La bataille des données est officiellement ouverte. Dans leur premier compromis sur la partie 'RGPD' du paquet de simplification numérique (EUROPE 13785/2), les Vingt-sept suppriment purement et simplement la définition révisée des données à caractère personnel, telle que l'avait modifiée la Commission dans sa proposition. Ils abrogent également le nouvel article 41(a), sur le recours à la pseudonymisation des données.
En supprimant les deux principales modifications proposées par la Commission, les États membres enterrent de facto la volonté de simplification de l'institution et la réouverture, même ciblée, du RGPD.

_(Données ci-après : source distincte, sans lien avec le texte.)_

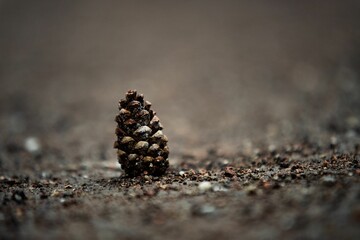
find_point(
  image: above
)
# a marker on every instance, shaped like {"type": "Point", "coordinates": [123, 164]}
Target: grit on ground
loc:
{"type": "Point", "coordinates": [259, 102]}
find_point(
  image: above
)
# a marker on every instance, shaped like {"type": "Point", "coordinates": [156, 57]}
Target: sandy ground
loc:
{"type": "Point", "coordinates": [260, 102]}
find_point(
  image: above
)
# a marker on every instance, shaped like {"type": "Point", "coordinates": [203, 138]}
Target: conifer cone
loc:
{"type": "Point", "coordinates": [142, 146]}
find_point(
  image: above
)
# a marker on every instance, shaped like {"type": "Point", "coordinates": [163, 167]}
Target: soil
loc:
{"type": "Point", "coordinates": [260, 102]}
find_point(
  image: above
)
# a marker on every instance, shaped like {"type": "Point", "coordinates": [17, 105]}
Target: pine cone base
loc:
{"type": "Point", "coordinates": [142, 146]}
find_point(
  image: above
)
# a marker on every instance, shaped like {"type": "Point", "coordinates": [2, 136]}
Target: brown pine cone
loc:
{"type": "Point", "coordinates": [142, 146]}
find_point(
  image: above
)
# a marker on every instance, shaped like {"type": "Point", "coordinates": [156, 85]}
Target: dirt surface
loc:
{"type": "Point", "coordinates": [260, 102]}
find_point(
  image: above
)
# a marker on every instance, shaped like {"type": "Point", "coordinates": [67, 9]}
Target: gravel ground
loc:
{"type": "Point", "coordinates": [260, 103]}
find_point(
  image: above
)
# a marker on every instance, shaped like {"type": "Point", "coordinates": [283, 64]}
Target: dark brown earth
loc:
{"type": "Point", "coordinates": [260, 102]}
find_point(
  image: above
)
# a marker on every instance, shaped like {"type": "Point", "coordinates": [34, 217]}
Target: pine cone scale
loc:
{"type": "Point", "coordinates": [142, 146]}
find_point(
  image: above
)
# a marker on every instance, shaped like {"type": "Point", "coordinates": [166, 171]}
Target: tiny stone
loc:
{"type": "Point", "coordinates": [328, 180]}
{"type": "Point", "coordinates": [32, 144]}
{"type": "Point", "coordinates": [205, 186]}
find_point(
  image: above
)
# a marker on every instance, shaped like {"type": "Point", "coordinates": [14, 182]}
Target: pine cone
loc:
{"type": "Point", "coordinates": [142, 146]}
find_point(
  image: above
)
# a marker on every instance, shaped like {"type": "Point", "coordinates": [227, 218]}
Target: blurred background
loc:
{"type": "Point", "coordinates": [225, 74]}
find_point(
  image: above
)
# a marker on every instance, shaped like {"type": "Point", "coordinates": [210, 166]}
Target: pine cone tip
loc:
{"type": "Point", "coordinates": [142, 146]}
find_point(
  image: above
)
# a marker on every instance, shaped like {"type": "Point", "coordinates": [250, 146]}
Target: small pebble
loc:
{"type": "Point", "coordinates": [32, 144]}
{"type": "Point", "coordinates": [205, 186]}
{"type": "Point", "coordinates": [328, 180]}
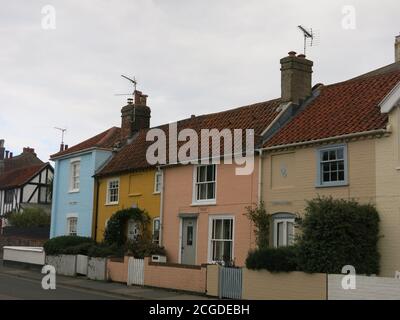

Dans les rares ajouts apportés au texte, les Vingt-sept réinstaurent des garde-fous plus importants pour la sauvegarde des droits fondamentaux et de la vie privée et renforcent certaines missions du Comité européen de la protection des données (CEPD, EDPB).
Concernant la pseudonymisation des données, le compromis charge le comité « d'émettre des lignes directrices, des recommandations et des bonnes pratiques en matière de pseudonymisation, de clarifier les circonstances dans lesquelles une personne physique est identifiable et les moyens raisonnablement susceptibles d'être utilisés pour identifier une personne physique et de préciser les moyens et les critères permettant de déterminer si les données résultant de la pseudonymisation ne constituent plus des données à caractère personnel pour certaines entités ».
Une façon de passer outre les justifications juridiques de la Commission sur la question (EUROPE 13702/24), qui ne semblent pas avoir convaincu les États membres.
Ce virage à 180 degrés n'est pas une grande surprise. Plusieurs délégations avaient émis des doutes importants à l'idée de modifier cette partie de la législation, en estimant qu'une telle révision constituait un « changement substantiel » du RGPD (EUROPE 13756/20).
Consciente des écueils auxquels allaient se heurter les négociations, la Présidence chypriote du Conseil de l'UE avait émis une note de travail en amont pour tenter de clarifier les attentes des États membres les plus réticents et rassurer ceux qui s'inquiètent d'une réouverture large du règlement. Force est de constater que la frilosité des Vingt-sept est intacte.
Le compromis actuel vide de sa substance la proposition de la Commission et rend visiblement caduque sa volonté de réviser le RGPD. L'enjeu du règlement, vu par beaucoup comme la pierre angulaire du cadre de protection des données de l'Union, semble trop grand : le projet de simplification numérique européen pourrait trouver ici sa limite.